A further distinction can be made between well-structured (or simple) problems and ill-structured or complex problems. A well-structured problem is characterized by a well-defined goal, search space and initial state. This means that an internal variation mechanism, generating states in the search space starting from the initial state, is given, together with an invariant external or internal selection criterion, for recognizing the eventual solution. The search space, determining the problem representation is "closed".

In a complex problem (also called "wicked" or "externally structured" problem), on the other hand, there is also external variation, so that the search space and the goal will change during the search process. New systems, external to the original one, influence the problem, so that the problem formulation has to be continuously adapted. The problem representation is "open": elements, structures and distinctions are taken out of it, added, and replaced.

Classical vs. second-order modelling

Classical science (exemplified by classical physics) presupposes that - at least in the limit - there exists a complete, deterministic model of a given system. Such a model is unique, objective and gives a true account of reality. In principle every problem concerning the behaviour of the system can be solved unambiguously by applying the laws of the model: the model replaces the system.

Modern, non-classical science has discovered that such complete, deterministic models are in principle impossible. This may be inferred from principles such as the theorem of Gšdel, the indeterminacy principle of quantum mechanics and the second law of thermodynamics. Yet until now these results are interpreted mainly in a negative manner: as a theoretical limitation which does not help us in any way to solve practical problems.

When studying complex systems, however, the difficulty is no longer theoretical: it is obvious in practice that there is no single model which can completely represent the behaviour of a complex system. We are suddenly confronted with a new freedom of choice: which model or models should we use for tackling a given problem? This question brings in a higher level of decision-making, a second-order or meta-decision: instead of choosing between different alternatives specified within a given model, we now must choose between different ways of representing or modelling a given system. Representing a domain is fundamentally a question of structuring, classifying, partitioning, i.e. of making distinctions. Hence the problem amounts to determining the adequate distinctions between alternatives, instead of determining the adequate alternatives defined by a given set of distinctions.

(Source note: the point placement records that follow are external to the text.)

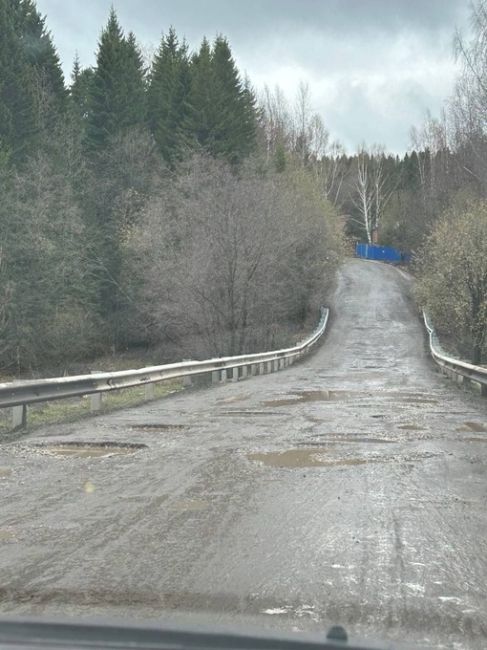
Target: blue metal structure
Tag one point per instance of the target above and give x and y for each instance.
(381, 253)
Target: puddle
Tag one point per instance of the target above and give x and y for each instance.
(6, 535)
(189, 505)
(346, 440)
(309, 396)
(159, 427)
(293, 458)
(410, 427)
(235, 398)
(419, 400)
(89, 449)
(223, 413)
(477, 427)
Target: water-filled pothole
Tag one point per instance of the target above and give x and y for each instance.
(157, 427)
(244, 413)
(477, 427)
(308, 396)
(89, 449)
(303, 458)
(410, 427)
(346, 439)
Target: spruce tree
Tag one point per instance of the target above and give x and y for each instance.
(117, 92)
(81, 80)
(41, 55)
(201, 120)
(168, 97)
(236, 128)
(17, 98)
(223, 117)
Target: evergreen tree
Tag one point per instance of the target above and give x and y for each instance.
(223, 118)
(117, 92)
(81, 80)
(168, 97)
(17, 100)
(135, 86)
(201, 121)
(235, 104)
(41, 55)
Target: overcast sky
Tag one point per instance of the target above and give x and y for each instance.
(373, 66)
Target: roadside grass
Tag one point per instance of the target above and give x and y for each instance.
(73, 409)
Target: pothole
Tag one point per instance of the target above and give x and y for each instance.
(189, 505)
(410, 427)
(303, 458)
(89, 449)
(320, 457)
(346, 440)
(308, 396)
(159, 427)
(245, 413)
(477, 427)
(234, 398)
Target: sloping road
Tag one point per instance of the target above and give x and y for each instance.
(349, 488)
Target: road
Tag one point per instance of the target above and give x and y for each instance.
(348, 488)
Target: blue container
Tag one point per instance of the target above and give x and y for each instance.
(381, 253)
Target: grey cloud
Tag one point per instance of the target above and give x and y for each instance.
(373, 66)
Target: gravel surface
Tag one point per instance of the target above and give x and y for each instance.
(350, 488)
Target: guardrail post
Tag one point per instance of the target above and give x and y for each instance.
(95, 398)
(95, 401)
(187, 381)
(19, 416)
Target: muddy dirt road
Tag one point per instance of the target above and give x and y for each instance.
(350, 488)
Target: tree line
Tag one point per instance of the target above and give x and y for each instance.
(140, 207)
(430, 202)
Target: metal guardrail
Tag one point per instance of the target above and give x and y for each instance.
(19, 394)
(455, 367)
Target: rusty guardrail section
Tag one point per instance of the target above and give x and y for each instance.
(455, 368)
(19, 394)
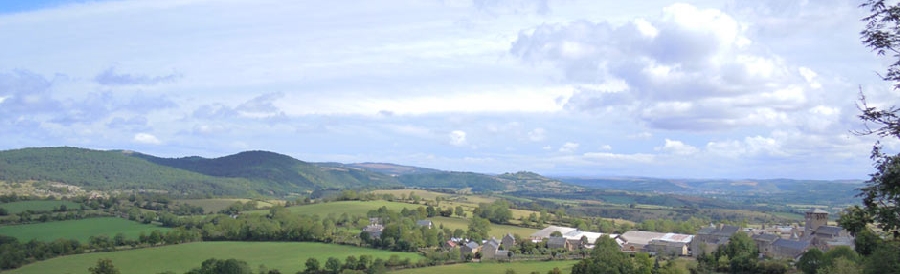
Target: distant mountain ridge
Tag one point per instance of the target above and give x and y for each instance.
(246, 173)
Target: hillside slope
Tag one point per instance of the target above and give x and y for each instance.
(106, 170)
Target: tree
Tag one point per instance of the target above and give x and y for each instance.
(478, 228)
(459, 211)
(866, 242)
(881, 205)
(810, 261)
(312, 265)
(104, 266)
(333, 264)
(842, 266)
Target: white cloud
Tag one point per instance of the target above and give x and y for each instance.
(757, 82)
(691, 69)
(568, 147)
(537, 135)
(615, 157)
(146, 138)
(677, 148)
(458, 138)
(810, 77)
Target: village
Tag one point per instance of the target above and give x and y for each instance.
(778, 241)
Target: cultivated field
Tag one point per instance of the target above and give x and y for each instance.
(496, 230)
(80, 230)
(288, 257)
(216, 205)
(41, 205)
(493, 267)
(350, 207)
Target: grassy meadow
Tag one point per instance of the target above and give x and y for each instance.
(38, 205)
(493, 267)
(216, 205)
(496, 230)
(288, 257)
(80, 230)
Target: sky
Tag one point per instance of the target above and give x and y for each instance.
(690, 89)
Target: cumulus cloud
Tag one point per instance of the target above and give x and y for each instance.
(259, 107)
(111, 77)
(458, 138)
(569, 147)
(690, 69)
(146, 138)
(677, 148)
(541, 7)
(537, 134)
(617, 157)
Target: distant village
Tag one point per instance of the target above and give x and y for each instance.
(779, 241)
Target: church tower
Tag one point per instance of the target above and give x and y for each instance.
(814, 219)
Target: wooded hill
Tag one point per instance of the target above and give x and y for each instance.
(243, 174)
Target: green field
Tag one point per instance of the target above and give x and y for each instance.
(493, 267)
(216, 205)
(350, 207)
(18, 207)
(288, 257)
(496, 230)
(81, 230)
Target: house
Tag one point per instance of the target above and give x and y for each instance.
(508, 241)
(709, 239)
(764, 242)
(558, 243)
(660, 246)
(469, 248)
(489, 249)
(639, 241)
(374, 230)
(827, 237)
(450, 244)
(546, 232)
(789, 249)
(425, 223)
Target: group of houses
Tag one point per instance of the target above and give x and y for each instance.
(783, 242)
(788, 242)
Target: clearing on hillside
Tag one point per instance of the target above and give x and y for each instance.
(216, 205)
(80, 230)
(493, 267)
(38, 205)
(287, 257)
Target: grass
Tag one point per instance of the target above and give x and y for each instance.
(350, 207)
(216, 205)
(40, 205)
(496, 230)
(424, 194)
(493, 267)
(80, 230)
(288, 257)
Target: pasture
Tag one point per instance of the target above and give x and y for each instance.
(496, 230)
(350, 207)
(38, 205)
(216, 205)
(288, 257)
(80, 230)
(493, 267)
(361, 208)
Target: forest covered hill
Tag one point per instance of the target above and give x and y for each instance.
(248, 173)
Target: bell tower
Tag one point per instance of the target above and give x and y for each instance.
(814, 219)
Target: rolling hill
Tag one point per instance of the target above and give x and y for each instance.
(244, 174)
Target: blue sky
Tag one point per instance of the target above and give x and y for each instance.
(695, 89)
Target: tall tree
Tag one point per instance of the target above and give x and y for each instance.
(104, 266)
(881, 204)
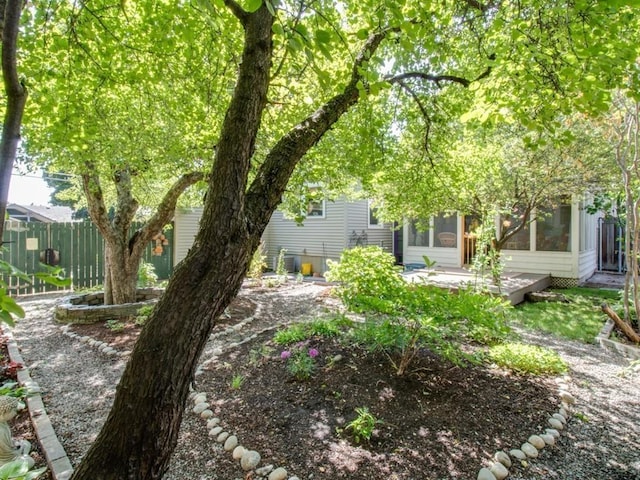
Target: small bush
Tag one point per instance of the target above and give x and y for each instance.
(143, 315)
(527, 359)
(363, 425)
(370, 280)
(147, 275)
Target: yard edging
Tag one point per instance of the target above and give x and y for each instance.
(57, 459)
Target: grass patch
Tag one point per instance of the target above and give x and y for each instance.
(527, 359)
(580, 319)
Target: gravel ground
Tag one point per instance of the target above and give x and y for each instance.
(602, 440)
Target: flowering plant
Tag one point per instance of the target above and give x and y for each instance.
(300, 361)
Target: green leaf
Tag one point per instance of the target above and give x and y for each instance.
(32, 475)
(269, 5)
(5, 317)
(14, 468)
(362, 34)
(9, 304)
(253, 5)
(323, 36)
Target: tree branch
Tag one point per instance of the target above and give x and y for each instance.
(126, 204)
(239, 12)
(95, 202)
(264, 194)
(164, 211)
(437, 79)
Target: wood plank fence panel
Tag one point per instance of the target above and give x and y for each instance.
(80, 251)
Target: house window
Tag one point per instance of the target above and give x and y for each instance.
(445, 229)
(418, 234)
(553, 230)
(374, 221)
(315, 208)
(520, 240)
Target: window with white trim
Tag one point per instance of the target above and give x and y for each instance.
(374, 221)
(315, 208)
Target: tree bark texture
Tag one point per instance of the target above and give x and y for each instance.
(123, 252)
(16, 100)
(142, 428)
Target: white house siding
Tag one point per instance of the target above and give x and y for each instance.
(578, 264)
(316, 241)
(358, 222)
(186, 223)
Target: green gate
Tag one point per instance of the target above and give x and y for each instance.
(77, 247)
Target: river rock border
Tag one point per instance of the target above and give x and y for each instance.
(536, 442)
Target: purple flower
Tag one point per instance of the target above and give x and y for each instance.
(285, 354)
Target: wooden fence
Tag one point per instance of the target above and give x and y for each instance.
(77, 247)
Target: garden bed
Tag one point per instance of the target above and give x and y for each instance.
(606, 341)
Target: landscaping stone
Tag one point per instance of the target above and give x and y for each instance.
(559, 417)
(250, 460)
(485, 474)
(231, 443)
(553, 431)
(200, 407)
(238, 452)
(548, 439)
(519, 454)
(264, 471)
(503, 458)
(529, 450)
(278, 474)
(499, 471)
(536, 441)
(556, 424)
(567, 398)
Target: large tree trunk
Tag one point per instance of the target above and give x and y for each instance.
(123, 252)
(121, 276)
(142, 428)
(16, 99)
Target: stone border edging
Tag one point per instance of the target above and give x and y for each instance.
(54, 452)
(530, 449)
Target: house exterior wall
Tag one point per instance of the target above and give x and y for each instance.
(344, 224)
(578, 264)
(186, 223)
(314, 242)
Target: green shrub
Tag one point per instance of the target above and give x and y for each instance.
(19, 470)
(147, 275)
(370, 280)
(143, 315)
(528, 359)
(363, 425)
(115, 326)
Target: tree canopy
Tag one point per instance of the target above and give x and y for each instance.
(256, 92)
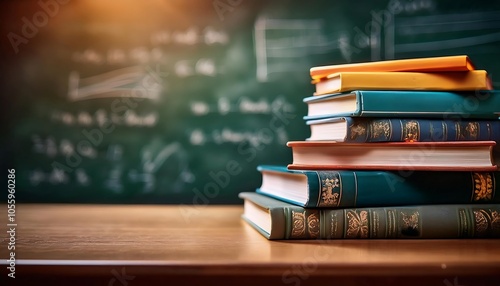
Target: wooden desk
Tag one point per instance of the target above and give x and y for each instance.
(135, 245)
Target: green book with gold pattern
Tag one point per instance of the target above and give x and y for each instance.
(276, 219)
(372, 188)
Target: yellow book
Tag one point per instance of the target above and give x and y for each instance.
(439, 81)
(432, 64)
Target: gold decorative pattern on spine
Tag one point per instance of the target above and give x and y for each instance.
(482, 219)
(470, 131)
(329, 198)
(334, 225)
(313, 225)
(391, 224)
(357, 226)
(298, 224)
(410, 225)
(483, 187)
(357, 130)
(380, 128)
(411, 131)
(487, 223)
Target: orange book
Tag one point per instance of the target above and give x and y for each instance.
(437, 81)
(434, 64)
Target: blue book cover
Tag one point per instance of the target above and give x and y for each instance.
(356, 188)
(436, 104)
(376, 129)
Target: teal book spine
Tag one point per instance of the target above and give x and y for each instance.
(425, 104)
(372, 188)
(401, 222)
(368, 130)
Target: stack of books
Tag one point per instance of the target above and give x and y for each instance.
(398, 149)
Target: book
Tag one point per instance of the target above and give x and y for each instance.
(426, 156)
(432, 64)
(372, 188)
(276, 219)
(449, 81)
(375, 129)
(418, 104)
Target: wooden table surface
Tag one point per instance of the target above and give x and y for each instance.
(141, 244)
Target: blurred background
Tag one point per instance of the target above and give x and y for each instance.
(177, 102)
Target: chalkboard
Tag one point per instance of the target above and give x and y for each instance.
(179, 101)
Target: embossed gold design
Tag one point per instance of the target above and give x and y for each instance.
(329, 198)
(410, 223)
(313, 225)
(298, 224)
(471, 130)
(357, 226)
(380, 128)
(495, 221)
(357, 130)
(483, 186)
(411, 131)
(482, 222)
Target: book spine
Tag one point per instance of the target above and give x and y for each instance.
(341, 189)
(442, 221)
(364, 130)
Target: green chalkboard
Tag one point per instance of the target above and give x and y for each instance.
(179, 101)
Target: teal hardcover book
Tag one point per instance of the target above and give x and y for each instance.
(279, 220)
(369, 188)
(376, 129)
(437, 104)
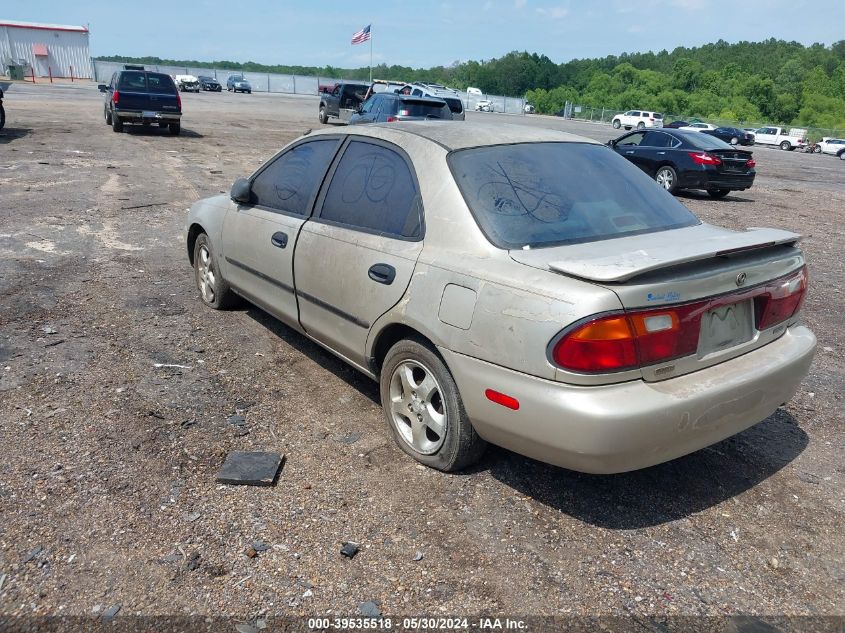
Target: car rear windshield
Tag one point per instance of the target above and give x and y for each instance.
(547, 194)
(705, 141)
(409, 107)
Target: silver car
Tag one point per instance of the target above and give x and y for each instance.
(513, 285)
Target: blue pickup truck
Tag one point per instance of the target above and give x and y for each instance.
(139, 96)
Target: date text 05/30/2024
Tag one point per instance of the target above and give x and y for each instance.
(416, 624)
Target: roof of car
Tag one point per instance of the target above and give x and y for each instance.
(453, 135)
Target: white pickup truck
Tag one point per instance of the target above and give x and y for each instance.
(782, 137)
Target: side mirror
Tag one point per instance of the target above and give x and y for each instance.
(241, 191)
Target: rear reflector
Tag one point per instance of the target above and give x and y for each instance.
(703, 158)
(502, 399)
(617, 342)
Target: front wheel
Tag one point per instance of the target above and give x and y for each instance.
(718, 193)
(667, 178)
(214, 291)
(424, 410)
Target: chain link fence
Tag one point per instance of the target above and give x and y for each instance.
(296, 84)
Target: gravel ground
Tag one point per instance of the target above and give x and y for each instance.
(109, 453)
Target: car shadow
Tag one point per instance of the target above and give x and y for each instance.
(314, 352)
(155, 130)
(643, 498)
(663, 493)
(9, 134)
(700, 195)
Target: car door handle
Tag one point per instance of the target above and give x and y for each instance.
(382, 273)
(279, 239)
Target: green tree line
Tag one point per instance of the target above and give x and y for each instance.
(771, 81)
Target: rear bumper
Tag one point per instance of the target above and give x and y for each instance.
(717, 180)
(130, 116)
(632, 425)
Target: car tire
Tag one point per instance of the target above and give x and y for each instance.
(718, 193)
(213, 289)
(667, 177)
(414, 379)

The positive interpretation of non-classical modelling is to search for a meta-theory, specifying how adequate models and distinctions can be constructed, and how they depend on the system to be modeled, the actor or observer, and the culture or society of consensual actors. The epistemological implication is that in complex situations the observer can no longer be completely separated from the observed. The practical implication is that model-building and the discovery of concepts and rules are no longer uncontrollable phenomena of inspiration or illumination, but can be supported by carefully designed theoretical and technological systems.